Option-purchase agreements are used in many situations to acquire rights to literary property (i.e. books, screenplays, stage plays, magazine articles, etc.). For instance, producers (and studios) often use option-purchase agreements to obtain the right to make a movie based on a writer’s screenplay. That is, producers use this agreement to obtain permission from the writer to use the desired literary property.
A full discussion of optioning literary property is not within the scope of this article. However, this article will briefly address a few of the material terms negotiated in the option purchase agreement. In particular, the article will address: 1) The scope of rights 2) The option fee 3) The option period 4) The purchase price; and 5) The writer’s credit.
The Scope of Rights
Typically, when a producer seeks to obtain movie rights based on a writer’s screenplay, the producer will also negotiate television rights and the right to release it in ancillary markets such as home video and new media.
Experienced producers always attempt to acquire all the rights. In the event that the movie is successful, the producer wants the rights to also make sequel and remakes.
Conversely, smart writers reserve certain rights: publication rights, stage rights, radio rights, rights to characters (for a sequel book), music publishing rights, etc.
The Option Fee
The option fee is used to secure exclusive rights in the literary property for a specified period of time. The producer pays the writer a small down payment, the option fee, in exchange for the exclusive right to develop the property by attaching actors, finding a director and arranging financing.
At this point, the producer has not actually purchased the rights to the property, but rather, has secured the exclusive right to purchase the negotiated rights for a certain period into the future.
It is a smart way for the producer to secure rights in the property by paying a fraction of the purchase price while developing it and thereby avoiding having to pay the full purchase price until going into principal photography (shooting the film).
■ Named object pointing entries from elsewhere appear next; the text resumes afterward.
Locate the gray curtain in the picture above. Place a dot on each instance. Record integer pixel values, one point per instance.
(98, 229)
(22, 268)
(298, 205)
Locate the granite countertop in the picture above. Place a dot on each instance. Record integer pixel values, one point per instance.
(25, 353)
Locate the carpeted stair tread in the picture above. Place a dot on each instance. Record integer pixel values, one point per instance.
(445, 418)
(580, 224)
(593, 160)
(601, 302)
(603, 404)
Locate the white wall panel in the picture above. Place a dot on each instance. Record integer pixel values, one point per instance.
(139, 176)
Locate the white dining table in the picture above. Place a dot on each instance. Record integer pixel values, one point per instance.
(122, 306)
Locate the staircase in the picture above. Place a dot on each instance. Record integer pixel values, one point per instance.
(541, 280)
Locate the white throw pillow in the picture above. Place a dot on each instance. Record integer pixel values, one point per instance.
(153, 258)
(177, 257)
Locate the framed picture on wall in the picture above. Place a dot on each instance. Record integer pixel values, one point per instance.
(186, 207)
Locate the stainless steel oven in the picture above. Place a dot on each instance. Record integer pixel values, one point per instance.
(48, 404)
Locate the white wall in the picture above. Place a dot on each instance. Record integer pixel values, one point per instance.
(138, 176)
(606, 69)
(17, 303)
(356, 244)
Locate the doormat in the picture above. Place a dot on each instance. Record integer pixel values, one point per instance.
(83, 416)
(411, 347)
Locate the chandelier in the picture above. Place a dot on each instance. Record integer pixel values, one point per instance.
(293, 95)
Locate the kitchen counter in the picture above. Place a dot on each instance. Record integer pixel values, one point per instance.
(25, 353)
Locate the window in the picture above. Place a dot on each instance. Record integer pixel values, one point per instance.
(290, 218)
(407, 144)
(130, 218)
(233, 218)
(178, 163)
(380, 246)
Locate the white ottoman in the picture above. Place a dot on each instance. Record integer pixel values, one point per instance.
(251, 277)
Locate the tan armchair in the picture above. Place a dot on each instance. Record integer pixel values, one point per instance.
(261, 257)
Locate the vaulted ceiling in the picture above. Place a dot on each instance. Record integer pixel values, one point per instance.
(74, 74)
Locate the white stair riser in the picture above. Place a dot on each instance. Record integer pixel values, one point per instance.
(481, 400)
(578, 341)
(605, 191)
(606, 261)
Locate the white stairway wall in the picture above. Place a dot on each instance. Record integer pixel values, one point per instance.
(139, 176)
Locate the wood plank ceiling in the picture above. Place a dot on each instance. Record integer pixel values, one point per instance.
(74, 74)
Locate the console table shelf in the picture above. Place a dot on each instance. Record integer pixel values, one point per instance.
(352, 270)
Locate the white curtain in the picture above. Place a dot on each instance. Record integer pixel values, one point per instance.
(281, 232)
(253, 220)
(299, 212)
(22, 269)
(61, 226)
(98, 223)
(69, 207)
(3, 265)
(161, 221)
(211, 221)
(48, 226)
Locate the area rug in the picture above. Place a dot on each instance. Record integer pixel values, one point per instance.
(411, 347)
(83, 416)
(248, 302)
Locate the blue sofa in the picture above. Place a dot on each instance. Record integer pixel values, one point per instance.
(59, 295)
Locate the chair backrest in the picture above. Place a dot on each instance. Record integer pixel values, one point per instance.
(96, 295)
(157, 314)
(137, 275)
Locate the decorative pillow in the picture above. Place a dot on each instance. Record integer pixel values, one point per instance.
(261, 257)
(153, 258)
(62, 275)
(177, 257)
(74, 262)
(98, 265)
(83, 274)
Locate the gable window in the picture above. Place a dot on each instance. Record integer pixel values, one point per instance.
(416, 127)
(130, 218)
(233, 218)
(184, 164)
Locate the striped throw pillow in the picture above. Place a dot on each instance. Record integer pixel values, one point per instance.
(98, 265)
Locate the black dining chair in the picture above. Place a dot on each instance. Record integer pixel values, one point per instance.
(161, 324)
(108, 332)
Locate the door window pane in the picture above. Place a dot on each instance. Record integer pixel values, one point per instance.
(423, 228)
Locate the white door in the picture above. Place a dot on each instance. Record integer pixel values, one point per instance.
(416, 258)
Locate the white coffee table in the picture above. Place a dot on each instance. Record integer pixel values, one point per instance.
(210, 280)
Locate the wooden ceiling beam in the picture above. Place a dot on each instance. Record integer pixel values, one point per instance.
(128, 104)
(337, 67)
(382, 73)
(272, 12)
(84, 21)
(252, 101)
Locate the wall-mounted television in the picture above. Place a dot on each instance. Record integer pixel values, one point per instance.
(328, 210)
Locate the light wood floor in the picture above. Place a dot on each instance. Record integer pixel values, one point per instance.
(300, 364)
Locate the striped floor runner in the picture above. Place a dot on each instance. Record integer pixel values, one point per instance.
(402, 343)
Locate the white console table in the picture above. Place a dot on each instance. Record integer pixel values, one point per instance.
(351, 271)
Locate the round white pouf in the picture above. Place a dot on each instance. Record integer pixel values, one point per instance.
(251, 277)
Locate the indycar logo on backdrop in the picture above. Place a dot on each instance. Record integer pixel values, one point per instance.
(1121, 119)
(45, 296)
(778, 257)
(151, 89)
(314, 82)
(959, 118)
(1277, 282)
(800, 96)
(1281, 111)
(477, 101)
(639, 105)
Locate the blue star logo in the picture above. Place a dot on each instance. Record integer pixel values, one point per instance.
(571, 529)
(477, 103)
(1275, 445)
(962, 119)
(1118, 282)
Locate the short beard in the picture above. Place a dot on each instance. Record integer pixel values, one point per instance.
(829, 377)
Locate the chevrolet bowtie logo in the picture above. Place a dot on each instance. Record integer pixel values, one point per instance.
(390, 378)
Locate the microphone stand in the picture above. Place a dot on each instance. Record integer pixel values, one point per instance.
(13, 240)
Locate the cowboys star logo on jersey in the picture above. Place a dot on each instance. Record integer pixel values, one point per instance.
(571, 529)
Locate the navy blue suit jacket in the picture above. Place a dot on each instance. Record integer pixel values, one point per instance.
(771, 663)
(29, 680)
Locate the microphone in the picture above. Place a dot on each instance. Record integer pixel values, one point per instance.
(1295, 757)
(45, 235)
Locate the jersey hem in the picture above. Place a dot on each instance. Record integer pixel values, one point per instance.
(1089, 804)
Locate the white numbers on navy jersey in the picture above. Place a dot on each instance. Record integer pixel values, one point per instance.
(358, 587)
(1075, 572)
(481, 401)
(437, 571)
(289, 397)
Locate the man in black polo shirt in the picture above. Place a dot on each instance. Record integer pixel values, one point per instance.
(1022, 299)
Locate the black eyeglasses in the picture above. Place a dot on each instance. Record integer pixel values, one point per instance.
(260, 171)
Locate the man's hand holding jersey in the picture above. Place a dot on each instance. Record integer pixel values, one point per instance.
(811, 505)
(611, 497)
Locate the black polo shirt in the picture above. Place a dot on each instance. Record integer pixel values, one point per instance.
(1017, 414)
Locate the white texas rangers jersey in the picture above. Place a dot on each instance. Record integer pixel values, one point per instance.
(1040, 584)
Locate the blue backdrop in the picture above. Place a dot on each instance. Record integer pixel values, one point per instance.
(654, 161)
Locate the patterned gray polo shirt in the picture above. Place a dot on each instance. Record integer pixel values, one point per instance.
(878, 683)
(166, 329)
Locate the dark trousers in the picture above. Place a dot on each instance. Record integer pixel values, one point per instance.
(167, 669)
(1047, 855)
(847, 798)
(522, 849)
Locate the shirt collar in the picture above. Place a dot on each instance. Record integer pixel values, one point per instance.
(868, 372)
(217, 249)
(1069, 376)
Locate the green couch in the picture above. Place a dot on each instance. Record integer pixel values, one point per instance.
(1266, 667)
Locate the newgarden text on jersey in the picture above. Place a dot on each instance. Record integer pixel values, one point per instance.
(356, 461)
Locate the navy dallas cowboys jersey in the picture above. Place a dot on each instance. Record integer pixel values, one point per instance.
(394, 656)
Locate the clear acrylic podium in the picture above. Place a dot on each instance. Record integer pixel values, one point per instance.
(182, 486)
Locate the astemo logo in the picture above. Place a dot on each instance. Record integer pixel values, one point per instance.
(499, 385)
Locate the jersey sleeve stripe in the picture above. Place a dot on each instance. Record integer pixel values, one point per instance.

For example, let’s say you, the producer, read a screenplay written by the writer and you want to make a movie out of it. Rather than buying the rights by paying the full purchase price of let’s say $50,000 (before you are sure you have the actors, director and financing), you offer the writer a negotiated fee of $5,000 for a one year option to obtain exclusive rights to the property. Often the option fee is 10% of the purchase price and sometimes the option fee is free. Overall, the option fee is highly negotiable.
The Option Period
The initial option period is usually for one year (it could be more or less). Frequently, the producer wants an extension for two, or more additional one year options, allowing more time if needed to develop the project.
The option extension must be exercised before the proceeding option period expires. If the producer fails to extend the option or actually purchase the rights, the writer retains all the option money and all the negotiated rights.
The Purchase Price
When the producer is confident that the project is going into principal photography, the producer (or studio) exercises the option to buy the writer’s screenplay. This means that the producer pays the purchase price to the writer to transfer the negotiated rights to the producer.
The purchase price depends on whether the agreement is subject to WGA terms. A project is subject to WGA terms if the writer is a member of the WGA or if the producer is a signatory of the WGA (see www.wga.org).
If the agreement is not subject to WGA terms, the general practice is to pay 1.5%-5% of the budget of the film for all the rights needed to make the movie. Many times the purchase price will have a “floor” (the minimum amount) and a “cap” (the maximum amount) in order to keep the price within a reasonable range.
If the agreement is a WGA deal, it’s simple, the WGA will determine the writer’s credit. The WGA agreement states that the writer’s credit will be the same size as the director’s credit on the screen. Furthermore, the writer’s credit will appear immediately before the director’s credit in the main titles and will appear in all paid ads except specific negotiated exclusions.
If the agreement is not subject to WGA terms, the writer’s credit is negotiable. Writers should negotiate a deal that parallels the terms and conditions in the WGA agreement, even if the writer is not a WGA member and the producer is not a signatory of the WGA, to protect the writer’s credit position.
This article is only a preliminary overview at the myriad of potential terms and issues triggered when negotiating an option-purchase agreement. It is essential that all the key terms and issues of the option-purchase deal be negotiated and put in writing. Therefore, it is important to seek advice and guidance from experienced legal counsel before negotiating and signing an option-purchase agreement.